More importantly, I don't know how much it would benefit you to know that a file has not been changed when that file is generating dynamic content. For example: it's extremely likely that the file which is responsible for displaying a product page hasn't change in a LONG time. Usually, the same file will be responsible for displaying all of the products in the database and if it's part of an MVC-type framework. In other words: you would have to parse the HTML and determine if there are any changes which you care about, then process the file accordingly.
We have to make a Java application demo available on Internet using JWS. It goes pretty well; all that's missing is making working directory files available for the application.
We know about the getResource() way... The problem is that we have different plugins for the same application and each one require different files (and often different versions of the same files) in their working directory to work properly. So we just change the working directory when we want the application to have a different behavior.
Currently, the demo is packaged in a signed jar file and it loads correctly until it requires a file from the working directory. Obviously, the Internet users of this demo don't have the files ready. We need a way to make these files available to the WebStart application (read/write access) in its working directory.
We've thought of some things, like having the application download the files itself when it starts, or package them in the jar and extract them on startup.
Looking for advices and/or new ideas. I'll continue working on this... I'll update if I ever find something reliable.
Thank you very much!
I said I would share what I found in my research for something that would fit my needs. Here's what I have so far.
I have found that the concept of current working directory (CWD) does not really make sense in the context of a Java Web Start (JWS) application. This had for effect that I stopped trying to find the CWD of a JWS and started looking for other options.

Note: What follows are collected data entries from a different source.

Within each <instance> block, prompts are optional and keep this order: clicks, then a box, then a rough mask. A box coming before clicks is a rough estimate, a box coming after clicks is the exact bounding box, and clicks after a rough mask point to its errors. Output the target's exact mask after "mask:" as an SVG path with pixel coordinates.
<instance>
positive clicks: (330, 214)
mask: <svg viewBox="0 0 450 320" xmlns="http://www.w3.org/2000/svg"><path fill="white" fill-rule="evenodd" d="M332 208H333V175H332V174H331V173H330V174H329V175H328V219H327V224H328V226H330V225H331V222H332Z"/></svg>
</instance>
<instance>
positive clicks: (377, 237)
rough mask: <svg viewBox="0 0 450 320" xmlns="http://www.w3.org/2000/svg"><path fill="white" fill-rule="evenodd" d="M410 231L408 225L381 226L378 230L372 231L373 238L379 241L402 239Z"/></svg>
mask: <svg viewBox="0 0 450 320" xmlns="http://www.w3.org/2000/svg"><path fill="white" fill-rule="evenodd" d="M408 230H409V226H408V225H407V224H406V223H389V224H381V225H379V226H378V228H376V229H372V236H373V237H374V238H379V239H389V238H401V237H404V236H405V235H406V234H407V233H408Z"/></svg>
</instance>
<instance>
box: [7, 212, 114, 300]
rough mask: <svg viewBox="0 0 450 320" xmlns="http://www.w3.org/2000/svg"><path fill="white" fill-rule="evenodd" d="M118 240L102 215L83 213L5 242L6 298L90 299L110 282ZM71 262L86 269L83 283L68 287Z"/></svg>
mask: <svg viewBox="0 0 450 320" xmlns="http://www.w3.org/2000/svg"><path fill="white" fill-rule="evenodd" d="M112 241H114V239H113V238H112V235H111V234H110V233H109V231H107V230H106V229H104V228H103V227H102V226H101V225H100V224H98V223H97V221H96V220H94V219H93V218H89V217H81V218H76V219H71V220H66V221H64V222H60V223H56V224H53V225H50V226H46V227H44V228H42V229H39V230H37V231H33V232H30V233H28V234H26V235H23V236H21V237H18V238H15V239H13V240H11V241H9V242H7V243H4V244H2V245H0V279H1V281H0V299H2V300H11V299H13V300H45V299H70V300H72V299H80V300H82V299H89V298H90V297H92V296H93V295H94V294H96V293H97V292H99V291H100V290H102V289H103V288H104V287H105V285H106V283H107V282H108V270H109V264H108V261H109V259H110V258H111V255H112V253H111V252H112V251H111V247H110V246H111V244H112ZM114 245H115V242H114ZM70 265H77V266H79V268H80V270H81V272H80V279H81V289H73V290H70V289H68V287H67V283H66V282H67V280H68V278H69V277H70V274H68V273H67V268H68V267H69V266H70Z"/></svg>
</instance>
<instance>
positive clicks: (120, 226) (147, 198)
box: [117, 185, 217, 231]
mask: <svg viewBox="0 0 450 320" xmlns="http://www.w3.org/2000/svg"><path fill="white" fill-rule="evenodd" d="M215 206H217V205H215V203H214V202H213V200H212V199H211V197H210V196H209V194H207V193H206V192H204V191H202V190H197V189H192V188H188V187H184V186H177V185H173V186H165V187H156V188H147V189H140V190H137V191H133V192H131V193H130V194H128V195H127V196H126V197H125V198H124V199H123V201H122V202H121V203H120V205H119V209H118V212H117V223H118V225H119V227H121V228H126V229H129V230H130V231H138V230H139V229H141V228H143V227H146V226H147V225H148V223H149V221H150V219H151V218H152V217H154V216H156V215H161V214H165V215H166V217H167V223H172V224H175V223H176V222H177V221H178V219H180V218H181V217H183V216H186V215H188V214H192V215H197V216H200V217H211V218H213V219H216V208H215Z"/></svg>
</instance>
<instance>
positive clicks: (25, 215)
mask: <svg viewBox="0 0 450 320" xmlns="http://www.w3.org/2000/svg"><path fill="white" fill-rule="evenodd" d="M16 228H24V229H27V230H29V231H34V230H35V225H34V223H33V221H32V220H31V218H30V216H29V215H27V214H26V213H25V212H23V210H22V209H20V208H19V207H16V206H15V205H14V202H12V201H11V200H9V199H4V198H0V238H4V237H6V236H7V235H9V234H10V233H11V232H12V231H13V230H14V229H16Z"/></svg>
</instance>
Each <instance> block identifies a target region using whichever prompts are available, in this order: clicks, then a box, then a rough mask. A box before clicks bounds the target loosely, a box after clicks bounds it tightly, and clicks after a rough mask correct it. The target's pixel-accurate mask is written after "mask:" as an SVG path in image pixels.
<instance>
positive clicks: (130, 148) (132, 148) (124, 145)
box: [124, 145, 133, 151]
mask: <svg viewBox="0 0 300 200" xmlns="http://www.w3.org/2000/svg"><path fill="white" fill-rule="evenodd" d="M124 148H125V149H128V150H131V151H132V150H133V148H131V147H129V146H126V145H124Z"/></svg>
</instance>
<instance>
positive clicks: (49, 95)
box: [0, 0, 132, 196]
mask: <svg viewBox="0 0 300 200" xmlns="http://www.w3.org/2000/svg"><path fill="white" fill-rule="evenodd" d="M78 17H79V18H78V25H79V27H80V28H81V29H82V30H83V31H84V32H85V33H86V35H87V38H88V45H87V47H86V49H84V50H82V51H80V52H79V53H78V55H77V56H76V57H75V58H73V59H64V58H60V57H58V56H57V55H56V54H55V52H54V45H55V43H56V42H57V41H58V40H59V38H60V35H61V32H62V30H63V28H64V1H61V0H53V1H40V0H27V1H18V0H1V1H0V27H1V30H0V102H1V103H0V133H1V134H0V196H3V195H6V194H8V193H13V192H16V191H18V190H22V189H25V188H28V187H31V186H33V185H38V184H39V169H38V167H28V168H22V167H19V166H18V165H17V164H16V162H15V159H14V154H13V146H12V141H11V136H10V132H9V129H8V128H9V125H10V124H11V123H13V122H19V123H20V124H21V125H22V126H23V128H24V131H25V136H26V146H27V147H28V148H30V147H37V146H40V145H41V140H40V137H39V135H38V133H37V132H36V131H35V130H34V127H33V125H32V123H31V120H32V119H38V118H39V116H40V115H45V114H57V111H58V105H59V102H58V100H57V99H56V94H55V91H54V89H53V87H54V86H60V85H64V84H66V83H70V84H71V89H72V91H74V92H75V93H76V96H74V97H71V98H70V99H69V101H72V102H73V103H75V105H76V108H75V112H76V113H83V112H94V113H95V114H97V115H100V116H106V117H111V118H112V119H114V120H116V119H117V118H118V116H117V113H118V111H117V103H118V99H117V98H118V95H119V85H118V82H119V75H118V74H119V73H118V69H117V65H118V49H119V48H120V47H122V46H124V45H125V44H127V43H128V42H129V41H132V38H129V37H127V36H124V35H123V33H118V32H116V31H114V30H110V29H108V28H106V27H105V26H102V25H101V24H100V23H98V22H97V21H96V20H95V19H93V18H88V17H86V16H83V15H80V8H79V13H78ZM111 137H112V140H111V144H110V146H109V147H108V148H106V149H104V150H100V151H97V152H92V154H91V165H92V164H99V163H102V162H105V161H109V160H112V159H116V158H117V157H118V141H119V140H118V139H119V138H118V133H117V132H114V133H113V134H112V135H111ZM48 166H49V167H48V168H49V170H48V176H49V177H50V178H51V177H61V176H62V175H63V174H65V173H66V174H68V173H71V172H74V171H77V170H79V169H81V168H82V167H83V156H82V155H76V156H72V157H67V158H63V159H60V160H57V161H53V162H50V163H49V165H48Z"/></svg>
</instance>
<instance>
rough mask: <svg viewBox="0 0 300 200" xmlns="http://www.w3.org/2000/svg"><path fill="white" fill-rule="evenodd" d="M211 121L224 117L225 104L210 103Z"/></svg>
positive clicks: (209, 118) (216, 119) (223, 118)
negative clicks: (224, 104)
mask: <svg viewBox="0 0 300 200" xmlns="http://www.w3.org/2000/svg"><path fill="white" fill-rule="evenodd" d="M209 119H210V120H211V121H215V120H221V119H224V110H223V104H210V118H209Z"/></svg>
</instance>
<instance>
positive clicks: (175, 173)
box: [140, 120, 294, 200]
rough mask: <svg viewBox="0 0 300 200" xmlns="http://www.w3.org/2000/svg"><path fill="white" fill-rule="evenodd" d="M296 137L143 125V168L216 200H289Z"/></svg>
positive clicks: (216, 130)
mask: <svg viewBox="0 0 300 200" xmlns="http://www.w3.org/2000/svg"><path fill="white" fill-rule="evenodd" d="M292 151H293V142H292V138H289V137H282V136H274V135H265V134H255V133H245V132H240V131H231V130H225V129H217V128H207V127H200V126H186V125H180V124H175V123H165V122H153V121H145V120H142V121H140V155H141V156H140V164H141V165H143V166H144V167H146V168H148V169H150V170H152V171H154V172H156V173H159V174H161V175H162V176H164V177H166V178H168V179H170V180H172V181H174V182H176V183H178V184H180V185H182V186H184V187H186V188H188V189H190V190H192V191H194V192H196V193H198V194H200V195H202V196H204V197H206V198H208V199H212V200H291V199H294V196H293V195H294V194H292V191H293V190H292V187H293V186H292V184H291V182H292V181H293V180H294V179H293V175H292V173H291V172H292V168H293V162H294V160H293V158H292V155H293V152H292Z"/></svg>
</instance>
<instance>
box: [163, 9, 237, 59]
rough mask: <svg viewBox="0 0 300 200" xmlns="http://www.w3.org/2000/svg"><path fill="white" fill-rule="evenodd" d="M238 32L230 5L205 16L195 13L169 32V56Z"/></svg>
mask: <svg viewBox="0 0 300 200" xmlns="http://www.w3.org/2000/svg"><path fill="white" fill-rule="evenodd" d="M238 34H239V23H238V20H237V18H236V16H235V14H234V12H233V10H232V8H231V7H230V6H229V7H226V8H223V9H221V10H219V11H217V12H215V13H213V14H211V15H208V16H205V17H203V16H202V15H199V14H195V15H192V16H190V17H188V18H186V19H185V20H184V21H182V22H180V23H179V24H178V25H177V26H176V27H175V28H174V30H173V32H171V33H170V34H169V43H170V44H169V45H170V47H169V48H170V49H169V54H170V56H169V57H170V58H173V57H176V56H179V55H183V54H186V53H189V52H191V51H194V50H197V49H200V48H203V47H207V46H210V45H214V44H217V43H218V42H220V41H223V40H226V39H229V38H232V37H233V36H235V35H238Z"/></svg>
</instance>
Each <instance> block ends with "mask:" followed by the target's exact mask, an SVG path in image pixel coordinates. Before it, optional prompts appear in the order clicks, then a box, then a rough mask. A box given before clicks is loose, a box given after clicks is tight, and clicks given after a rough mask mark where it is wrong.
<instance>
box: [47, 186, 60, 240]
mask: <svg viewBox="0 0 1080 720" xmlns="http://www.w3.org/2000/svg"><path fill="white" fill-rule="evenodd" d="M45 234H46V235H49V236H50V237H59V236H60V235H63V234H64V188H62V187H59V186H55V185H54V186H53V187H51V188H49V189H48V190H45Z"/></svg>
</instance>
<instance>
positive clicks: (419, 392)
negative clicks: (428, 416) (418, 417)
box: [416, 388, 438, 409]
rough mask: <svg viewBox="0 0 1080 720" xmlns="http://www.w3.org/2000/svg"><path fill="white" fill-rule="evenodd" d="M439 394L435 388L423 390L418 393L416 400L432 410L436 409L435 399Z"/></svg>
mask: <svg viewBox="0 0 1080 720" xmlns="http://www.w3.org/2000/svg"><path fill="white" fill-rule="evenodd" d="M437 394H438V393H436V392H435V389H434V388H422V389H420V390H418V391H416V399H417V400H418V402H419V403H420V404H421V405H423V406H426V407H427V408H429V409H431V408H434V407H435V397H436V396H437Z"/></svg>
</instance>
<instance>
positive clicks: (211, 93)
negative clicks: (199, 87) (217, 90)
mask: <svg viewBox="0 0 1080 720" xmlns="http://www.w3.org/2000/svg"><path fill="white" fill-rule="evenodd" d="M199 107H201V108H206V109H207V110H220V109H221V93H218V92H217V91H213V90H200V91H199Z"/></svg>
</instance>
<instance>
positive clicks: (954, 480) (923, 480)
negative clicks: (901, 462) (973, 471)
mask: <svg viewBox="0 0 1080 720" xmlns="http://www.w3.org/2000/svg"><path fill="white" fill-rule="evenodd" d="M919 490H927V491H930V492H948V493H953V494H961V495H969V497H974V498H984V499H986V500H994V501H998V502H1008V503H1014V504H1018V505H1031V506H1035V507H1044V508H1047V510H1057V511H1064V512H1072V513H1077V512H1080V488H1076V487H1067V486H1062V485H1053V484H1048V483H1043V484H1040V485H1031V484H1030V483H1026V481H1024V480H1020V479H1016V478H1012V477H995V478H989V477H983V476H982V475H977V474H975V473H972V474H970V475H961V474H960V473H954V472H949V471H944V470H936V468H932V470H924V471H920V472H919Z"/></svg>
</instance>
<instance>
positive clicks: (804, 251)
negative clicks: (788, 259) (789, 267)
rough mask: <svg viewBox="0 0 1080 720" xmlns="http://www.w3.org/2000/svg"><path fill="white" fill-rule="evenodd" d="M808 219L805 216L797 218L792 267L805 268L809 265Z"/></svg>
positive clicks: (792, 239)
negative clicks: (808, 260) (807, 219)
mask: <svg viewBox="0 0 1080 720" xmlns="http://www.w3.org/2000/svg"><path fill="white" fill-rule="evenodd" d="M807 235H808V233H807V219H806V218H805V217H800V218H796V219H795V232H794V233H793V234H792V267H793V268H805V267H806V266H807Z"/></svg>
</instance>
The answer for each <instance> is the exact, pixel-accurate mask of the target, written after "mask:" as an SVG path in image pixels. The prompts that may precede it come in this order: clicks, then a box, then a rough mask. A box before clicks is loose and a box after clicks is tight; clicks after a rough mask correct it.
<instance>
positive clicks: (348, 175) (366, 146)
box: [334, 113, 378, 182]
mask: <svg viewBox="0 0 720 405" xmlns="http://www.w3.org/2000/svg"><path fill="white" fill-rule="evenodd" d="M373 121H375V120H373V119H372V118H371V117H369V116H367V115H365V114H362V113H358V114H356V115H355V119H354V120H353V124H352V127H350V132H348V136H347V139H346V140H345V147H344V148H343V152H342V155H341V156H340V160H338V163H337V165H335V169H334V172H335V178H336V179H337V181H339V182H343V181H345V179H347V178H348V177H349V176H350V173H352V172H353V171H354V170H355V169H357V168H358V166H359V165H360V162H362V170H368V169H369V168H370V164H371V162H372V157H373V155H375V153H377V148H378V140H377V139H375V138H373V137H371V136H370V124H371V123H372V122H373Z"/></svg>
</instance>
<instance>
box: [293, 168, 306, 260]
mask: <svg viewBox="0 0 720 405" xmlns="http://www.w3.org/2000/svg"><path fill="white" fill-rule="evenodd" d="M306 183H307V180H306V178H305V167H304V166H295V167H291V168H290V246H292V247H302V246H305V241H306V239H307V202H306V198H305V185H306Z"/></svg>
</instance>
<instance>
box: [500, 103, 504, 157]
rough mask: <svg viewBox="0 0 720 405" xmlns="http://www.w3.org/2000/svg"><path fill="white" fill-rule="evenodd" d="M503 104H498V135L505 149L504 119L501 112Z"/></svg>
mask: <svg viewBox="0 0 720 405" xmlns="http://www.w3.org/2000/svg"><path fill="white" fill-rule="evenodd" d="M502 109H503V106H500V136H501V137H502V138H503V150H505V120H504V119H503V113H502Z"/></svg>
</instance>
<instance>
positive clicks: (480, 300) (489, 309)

I have found that (no, I didn't know that) you can refer (using getResource()) to a file in the root directory of a JAR file by simply adding a '/' in front of its name. ("/log4j.properties", for example.) The impact of this is that I can now take any file which is only referred to in a read-only manner in the root of that JAR file (which is really only a ZIP file). You can refer to any file in the root of the JAR file using AnyClass.class.getResourceAsStream. That rules out the problem with read-only files required to run the application, at the cost of a switch in the code telling whether the application is run from a valid CWD or from a JWS context. (You can very simply set a property in the JNLP file of the JWS application and check if that property is set or not to know where to look for the file.)
For write-only files (log files in my case), I used the property , adding a directory with the name of the application: <user.home>/.appname and added log files to it.
Read/write files (which I don't have in my case) would probably simply go at the same place than write-only files. The software could deal with uploading them somewhere if needed, once modified, I guess.
That's the way I deal with the problem for now.
Note there is a service you can explicitly ask for, to get file access to the computer (unless you go all the way and ask for full access (which requires signed jar files)).
Then you need to determine where these files need to go - basically you have no idea what is where and whether you may actually write anywhere. You can create tmp-files but those go away.
Would a file system abstraction talking to the JNLP-server do so you store the users data on the server?